Louis-Eugène-Georges Hautecœur (11 June 1884, Paris – 17 November 1973, Paris) was a French art historian and museum conservator.

== Biography ==
He was born to Alfred Albert Hautecœur and his wife, Jeanne née Barrault, who were print merchants. After attending the Lycée Henri-IV, he was admitted to the École Normale Supérieure in 1905, and passed his exam for becoming an agrégé in 1908. He was with the École française de Rome from then until 1910, during which time he was in charge of excavations in Tunisia, under the aegis of the Académie des Inscriptions et Belles Lettres. In 1909, he married his first wife, Marcelle Charlotte Poullain.
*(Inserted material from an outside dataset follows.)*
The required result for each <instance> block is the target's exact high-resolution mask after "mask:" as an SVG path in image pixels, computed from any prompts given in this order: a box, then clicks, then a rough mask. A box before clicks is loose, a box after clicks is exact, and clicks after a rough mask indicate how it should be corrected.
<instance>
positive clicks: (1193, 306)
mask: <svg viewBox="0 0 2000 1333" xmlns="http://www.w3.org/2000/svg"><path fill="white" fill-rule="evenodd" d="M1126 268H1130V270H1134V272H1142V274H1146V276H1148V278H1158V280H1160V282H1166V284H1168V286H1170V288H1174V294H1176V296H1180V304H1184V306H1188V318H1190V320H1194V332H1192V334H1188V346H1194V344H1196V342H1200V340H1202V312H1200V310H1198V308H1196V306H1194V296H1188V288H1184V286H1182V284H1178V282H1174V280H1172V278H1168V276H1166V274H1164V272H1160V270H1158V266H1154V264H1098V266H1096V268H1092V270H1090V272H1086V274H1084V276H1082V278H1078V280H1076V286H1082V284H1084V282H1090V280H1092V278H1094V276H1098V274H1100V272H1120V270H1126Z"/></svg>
From 1910 until the start of World War I, he held several teaching positions, in Paris, Laon and Amiens. He was awarded a Doctorate in 1912, and was mobilized in 1914, serving as a Second-Lieutenant in the 152nd Infantry Division. In 1917, he was attached to the Ministry of War and became head of the Diplomatic Information Service in Lugano.

After the war, he was a professor of art history at the Université de Caen (1919-1931) and the École du Louvre (1920-1940). He also held the Chair of Architectural History at the École des Beaux-Arts (1920-1940). At the same time, he served in administrative positions; notably at the Louvre (1919-1927), and as the last conservator of the original Musée du Luxembourg (1927-1937). He also helped to organize its successor, the Musée National d’Art Moderne at the Palais de Tokyo; serving as its director until 1940. As a result of these activities, he was made a Knight in the Legion of Honor in 1938.

In July 1940, he was named Directeur Général des Beaux-Arts; replacing Georges Huisman, who was highly critical of the new Vichy government. From March 1941, he was Scrétaire Général des Beaux-Arts and Conseiller d'État. During his tenure, he was presented with the Ordre de la Francisque. Nevertheless, in early 1944, he was removed by order of Hermann Göring, for "refusal to collaborate", and he became director of studies at the École Pratique des Hautes Etudes.

Following the Liberation, he was reinstated as Secrétaire Général. He joined the Association for the Defence of the Memory of Marshal Pétain in 1951. The following year, he became a member of the Institut de France and was elected to the Académie des Beaux-Arts, where he took Seat #6 in the "Unattached" section. Later, he served as President of the Comité Français d'Histoire de l'Art (CFHA) and vice-president of the Commission du Vieux Paris. A widower, he married his second wife, the paleographer Marguerite Milliez (1918-2001), in 1956.